L'obligation d'emploi des travailleurs handicapés
Les Nouveautés pour l'année 2006 ...
La loi du 11 février 2005 pour l’égalité des droits et des chances, la participation et la citoyenneté des personnes handicapées, réaffirme les principes de non-discrimination et d’égalité de traitement en direction des personnes handicapées.
Ainsi, les employeurs doivent prendre les mesures appropriées pour permettre à certains travailleurs d’accéder à l’emploi ou de conserver leur emploi, sous réserve que le coût de ces mesures ne soit pas disproportionné. Le refus de l’employeur de prendre de telles mesures serait constitutif d’une discrimination (Cf. Code du travail art L323-9-1)
Par ailleurs, la loi fait naître un nouveau thème dans la NAO, celui des mesures relatives à l’insertion professionnelle et au maintien dans l’emploi des travailleurs handicapés. (Cf. C. du travail art L 132-27).
Enfin, elle modifie profondément l’obligation d’emploi de travailleurs handicapés faite aux entreprises.
Les modifications introduites par la loi portent sur :
- Le décompte des effectifs
- Les décompte des bénéficiaires
- Les catégories de travailleurs handicapés bénéficiaires
- La contribution annuelle à l’AGEFIPH
1. Le décompte des effectifs (C. trav. L. 323-4).
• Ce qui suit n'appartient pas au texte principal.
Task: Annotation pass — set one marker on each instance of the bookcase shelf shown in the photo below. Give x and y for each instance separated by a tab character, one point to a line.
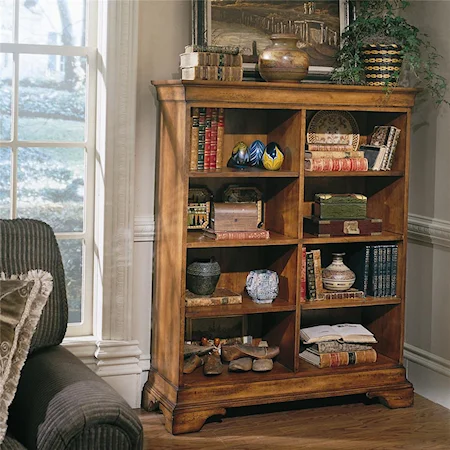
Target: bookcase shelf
281	113
350	303
388	173
384	237
196	239
197	379
249	172
246	307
Restent soumises à l’obligation d’emploi les entreprises occupant au moins vingt salariés.
L’effectif est calculé selon les dispositions de l’article L. 620-10, c’est à dire selon les modalités générales fixées pour l’application de toutes les dispositions soumises à une condition d’effectif.
De ce fait, les règles antérieures qui excluaient de l’effectif certaines catégories d’emplois exigeant des aptitudes particulières sont supprimées.
2. Le décompte des bénéficiaires (C. trav. L. 323-4 et L. 323-4-1)
Par dérogation aux dispositions de l’article L. 620-10, les bénéficiaires comptent chacun pour une unité s’ils ont été présents six mois au moins au cours des douze derniers mois, quelle que soit la nature du contrat de travail ou sa durée.
Toutefois les contrats à durée déterminée et les contrats de travail temporaire ne sont pris en compte qu’au prorata de leur temps de présence dans l’entreprise au cours des douze mois précédents.
Tous les bénéficiaires comptent désormais pour une unité.
Il n’y a plus de majoration tenant à la nature ou l’importance du handicap.
3. Les catégories de travailleurs handicapés bénéficiaires (C. trav. L. 323-3)
Deux nouvelles catégories sont ajoutées :
- les titulaires d’une carte d’invalidité définie à l’article L. 241-3 du Code de l’action sociale et des familles
- les titulaires de l’allocation aux adultes handicapés.
4. La contribution annuelle à l’AGEFIPH (C. trav. L. 323-8-2)
Les modalités de calcul de la contribution sont modifiées. Le principe est celui de la modulation de son montant mais pas uniquement en fonction de l’effectif de l’entreprise.
La modulation de la contribution, dans des conditions fixées par décret à venir, tiendra compte également des emplois exigeant des conditions d’aptitude particulières, de l’effort consenti par l’entreprise en matière de maintien dans l’emploi ou de recrutement direct des bénéficiaires, des bénéficiaires rencontrant des difficultés particulières d’accès à l’emploi.
Les entreprises pourront déduire – conditions à fixer par décret - de leur contribution les dépenses supportées directement par l’entreprise et destinées à favoriser l’accueil ou l’insertion des travailleurs handicapés au sein de l’entreprise ou l’accès à la vie professionnelle qui ne leur incombent pas en application d’une disposition législative ou réglementaire. Cette déduction ne sera pas cumulable avec une aide accordée pour le même objet par l’Agefiph.
Le principe d’une contribution fixée au montant maximum de 600 fois le SMIC par bénéficiaire manquant est posé.
Par ailleurs, pour les entreprises qui n’auront occupé aucun bénéficiaires, qui n’auront pas passé de contrat avec des entreprises adaptées (ex ateliers protégés), des CAT ou des centres de distribution de travail à domicile et qui n’appliqueront pas un accord collectif en faveur de l’emploi des travailleurs handicapés, pendant une période supérieure à 3 ans, la contribution pourra être portée à 1500 fois le SMIC (conditions à fixer par décret).